Alentejo Litoral destrona Algarve como destino de férias preferido dos portugueses
O Alentejo Litoral passou a ser o destino de férias preferido dos portugueses, ultrapassando o Algarve pela primeira vez desde que o IPAM começou a acompanhar os hábitos de férias dos portugueses. A conclusão resulta do estudo "Férias dos Portugueses 2019-2026", que evidencia mudanças significativas nas escolhas dos destinos, no orçamento disponível e na forma como as viagens são planeadas.
Segundo o estudo, 79% dos portugueses tencionam gozar férias durante o Verão de 2026, uma ligeira redução face aos 85% registados em 2019. Entre aqueles que fazem férias, mantém-se inalterada a percentagem dos que saem da sua residência habitual, fixando-se nos 73%.
Entre os destinos nacionais, o Alentejo Litoral lidera agora as preferências, sendo escolhido por 60% dos inquiridos que optam por permanecer em Portugal. O Algarve, tradicional líder, desce para 30%, enquanto o Norte Litoral reforça a sua atractividade, passando de 13% para 38% em sete anos.
Apesar de Portugal continuar a ser o principal destino de férias, a sua importância diminuiu, representando agora 50% das escolhas, contra 61% em 2019. Em contrapartida, os destinos europeus ganharam popularidade, aumentando de 34% para 40%.
A praia continua a ser o principal critério na escolha do destino, embora tenha perdido peso. Se em 2019 era apontada por 59% dos inquiridos, actualmente é referida por 47%, enquanto factores como o preço e a oferta cultural assumem uma importância crescente.
A duração das férias praticamente não sofreu alterações, com 57% dos portugueses a optar por duas semanas de descanso, valor semelhante ao registado há sete anos.
Orçamento sobe, mas prevalece a contenção
O estudo indica que o orçamento médio previsto para as férias de Verão ascende a 750 euros por pessoa, um aumento de cerca de 5% relativamente aos 712 euros registados em 2019.
Ainda assim, os portugueses mostram maior prudência na gestão das despesas. 43% afirmam que irão gastar menos do que no ano passado, enquanto igual percentagem prevê manter o mesmo nível de despesa. Apenas 14% admitem aumentar o orçamento destinado às férias.

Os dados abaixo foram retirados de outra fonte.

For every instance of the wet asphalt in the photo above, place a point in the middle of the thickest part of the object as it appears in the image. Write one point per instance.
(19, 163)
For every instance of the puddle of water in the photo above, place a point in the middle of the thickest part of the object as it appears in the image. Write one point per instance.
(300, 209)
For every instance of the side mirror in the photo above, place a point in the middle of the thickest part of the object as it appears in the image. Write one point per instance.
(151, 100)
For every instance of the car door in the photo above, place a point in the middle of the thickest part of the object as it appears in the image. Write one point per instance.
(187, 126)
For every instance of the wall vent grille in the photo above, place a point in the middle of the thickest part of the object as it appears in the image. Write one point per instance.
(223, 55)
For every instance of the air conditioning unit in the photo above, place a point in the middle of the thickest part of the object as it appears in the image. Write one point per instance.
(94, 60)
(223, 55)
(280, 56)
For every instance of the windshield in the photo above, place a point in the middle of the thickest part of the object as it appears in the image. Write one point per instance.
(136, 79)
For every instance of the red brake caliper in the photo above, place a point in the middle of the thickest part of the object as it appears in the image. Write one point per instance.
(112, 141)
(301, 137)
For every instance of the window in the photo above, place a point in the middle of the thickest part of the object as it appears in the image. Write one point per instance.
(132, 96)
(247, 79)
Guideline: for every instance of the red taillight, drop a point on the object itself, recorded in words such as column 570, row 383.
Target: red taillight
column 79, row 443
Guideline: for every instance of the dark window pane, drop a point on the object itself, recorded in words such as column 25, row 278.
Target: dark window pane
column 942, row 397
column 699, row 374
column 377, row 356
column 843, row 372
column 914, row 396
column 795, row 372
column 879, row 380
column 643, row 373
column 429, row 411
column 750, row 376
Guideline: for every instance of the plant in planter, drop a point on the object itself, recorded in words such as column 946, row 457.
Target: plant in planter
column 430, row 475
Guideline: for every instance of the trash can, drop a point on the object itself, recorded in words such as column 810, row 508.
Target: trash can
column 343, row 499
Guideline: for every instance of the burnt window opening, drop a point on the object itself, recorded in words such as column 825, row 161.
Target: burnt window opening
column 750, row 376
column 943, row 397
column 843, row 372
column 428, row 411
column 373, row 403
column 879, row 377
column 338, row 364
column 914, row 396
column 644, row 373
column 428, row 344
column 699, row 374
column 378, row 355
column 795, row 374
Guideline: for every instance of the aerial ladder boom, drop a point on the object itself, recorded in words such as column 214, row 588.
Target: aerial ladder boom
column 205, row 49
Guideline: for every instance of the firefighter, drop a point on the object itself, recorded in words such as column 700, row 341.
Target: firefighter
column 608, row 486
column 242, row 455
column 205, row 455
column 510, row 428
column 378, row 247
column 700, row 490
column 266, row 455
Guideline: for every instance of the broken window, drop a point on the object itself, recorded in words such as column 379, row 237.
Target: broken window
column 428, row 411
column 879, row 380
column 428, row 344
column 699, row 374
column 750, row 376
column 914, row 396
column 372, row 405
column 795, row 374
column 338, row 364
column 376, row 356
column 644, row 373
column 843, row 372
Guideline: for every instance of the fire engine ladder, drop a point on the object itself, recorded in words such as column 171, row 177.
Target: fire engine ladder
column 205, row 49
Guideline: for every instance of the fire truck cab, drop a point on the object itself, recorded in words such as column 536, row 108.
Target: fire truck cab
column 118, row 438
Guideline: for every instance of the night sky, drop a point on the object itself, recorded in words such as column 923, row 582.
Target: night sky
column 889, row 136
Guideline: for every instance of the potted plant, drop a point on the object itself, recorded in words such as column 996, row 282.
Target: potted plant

O subsídio de férias continua a desempenhar um papel determinante no financiamento deste período. 77% dos inquiridos afirmam utilizar este rendimento, total ou parcialmente, para suportar os custos das férias. Destes, 47% recorrem apenas a uma parte do subsídio, enquanto 30% dependem integralmente deste apoio.
Internet e inteligência artificial ganham protagonismo
O estudo evidencia também uma forte evolução na forma como os portugueses planeiam as férias. Actualmente, 86% recorrem à internet para pesquisar informação sobre destinos, alojamento e atividades, quando em 2019 essa percentagem era de 67%.
Pela primeira vez, a inteligência artificial surge como ferramenta de apoio ao planeamento das viagens, sendo utilizada por 21% dos participantes na pesquisa de destinos, alojamentos ou experiências.
As reservas online consolidam igualmente a sua posição, sendo utilizadas por 64% dos inquiridos. Ao nível do alojamento, o Alojamento Local e o Airbnb representam, em conjunto, cerca de metade das escolhas, enquanto o hotel mantém uma quota estável de 29%, semelhante à registada em 2019.
Para Mafalda Ferreira, professora do IPAM e coordenadora do estudo, os resultados demonstram que as férias continuam a ocupar um lugar importante na vida dos portugueses, embora os comportamentos estejam a evoluir.
"Os resultados mostram que as férias continuam a ser encaradas pelos portugueses como um momento essencial de descanso e bem-estar. Apesar da maior contenção orçamental, observa-se uma adaptação dos comportamentos, com maior planeamento, maior recurso às ferramentas digitais e novas preferências ao nível dos destinos, tanto em Portugal como no estrangeiro."
O estudo "Férias dos Portugueses 2019-2026" foi realizado pelo IPAM-Porto entre 15 e 26 de Junho de 2026, junto de uma amostra de 450 pessoas com mais de 18 anos, permitindo comparar a evolução dos hábitos de férias dos portugueses ao longo dos últimos sete anos.